Getting there requires innovation and ruthlessly combatting bulky bureaucracy. On that front, Kendall’s attitude is well known. He recounted a recent meeting in which he was told that a program requires “a 21-month study.”

“My reaction was that’s unacceptable. We cannot move at the speed of bureaucracy. We have to move at the speed dictated by the speed of operational realities,” he said.

He also asked for Congress’s help, especially when it comes to allowing the Air Force to thin aging aircraft. Currently, the average age of the fleet is 30 years. “Who do you know who has a 30-year-old car?” Kendall asked.

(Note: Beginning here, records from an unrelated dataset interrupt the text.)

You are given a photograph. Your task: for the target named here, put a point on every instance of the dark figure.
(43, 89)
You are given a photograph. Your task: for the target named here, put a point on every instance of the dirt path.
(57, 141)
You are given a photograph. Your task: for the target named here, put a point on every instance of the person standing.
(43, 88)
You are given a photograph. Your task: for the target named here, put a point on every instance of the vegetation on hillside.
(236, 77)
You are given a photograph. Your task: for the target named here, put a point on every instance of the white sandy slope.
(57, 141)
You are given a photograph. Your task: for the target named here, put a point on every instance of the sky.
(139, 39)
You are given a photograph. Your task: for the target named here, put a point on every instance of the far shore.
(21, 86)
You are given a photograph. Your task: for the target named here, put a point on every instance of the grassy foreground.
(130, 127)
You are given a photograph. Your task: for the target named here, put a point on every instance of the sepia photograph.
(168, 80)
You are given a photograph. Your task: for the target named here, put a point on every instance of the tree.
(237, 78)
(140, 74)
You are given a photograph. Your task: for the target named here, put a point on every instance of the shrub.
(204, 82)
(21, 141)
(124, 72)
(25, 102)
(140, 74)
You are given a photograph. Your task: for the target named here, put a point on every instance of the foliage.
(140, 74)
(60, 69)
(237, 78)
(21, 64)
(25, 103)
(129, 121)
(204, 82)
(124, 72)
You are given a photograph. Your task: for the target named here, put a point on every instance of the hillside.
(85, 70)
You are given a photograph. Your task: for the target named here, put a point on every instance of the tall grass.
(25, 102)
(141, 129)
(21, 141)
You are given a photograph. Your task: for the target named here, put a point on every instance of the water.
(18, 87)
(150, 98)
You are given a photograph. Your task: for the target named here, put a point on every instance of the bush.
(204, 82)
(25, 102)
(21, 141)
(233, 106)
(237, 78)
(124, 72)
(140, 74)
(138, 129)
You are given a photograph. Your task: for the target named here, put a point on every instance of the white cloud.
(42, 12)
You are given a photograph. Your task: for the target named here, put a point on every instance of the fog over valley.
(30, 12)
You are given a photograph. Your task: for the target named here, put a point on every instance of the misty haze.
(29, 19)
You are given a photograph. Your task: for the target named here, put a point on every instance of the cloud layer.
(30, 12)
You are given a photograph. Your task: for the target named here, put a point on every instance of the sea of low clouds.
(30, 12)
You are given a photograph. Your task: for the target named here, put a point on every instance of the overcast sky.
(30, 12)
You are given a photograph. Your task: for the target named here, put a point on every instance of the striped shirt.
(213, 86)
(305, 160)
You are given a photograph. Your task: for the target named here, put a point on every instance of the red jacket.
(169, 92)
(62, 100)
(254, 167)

“We need the cooperation of Congress,” to succeed, Kendall said. “In identifying the things that ensure the future and provide [for] the defense of the country and the things we really need; one of them isn’t hanging on to old airplanes.”

In closing, Kendall offered a personal aside to explain his urgent nature and also his, at times, unvarnished assessments.

“I think I have a different perspective than a lot of people. … I spent 20 years as a Cold Warrior. I graduated from West Point in 1971 and spent the next 20 years working in some facet of national security in uniform and as a civilian. … I know what it’s like to have a peer competitor who’s actively trying to defeat you. Most people in uniform today don’t have that experience,” he said.

“It gives you a different mindset. If there’s one thing I want to inculcate in the Department of the Air Force, it’s a sense of urgency. … We have to move forward. We can’t stand still. We have a capable adversary who’s studying us every day. They will move forward. They’ve shown the ability to be strategic in their investments; they’ve shown the ability to be strategic in the type of force they create.

“We have to be willing to do the same. I’m confident that if we do … we will prevail,” he said.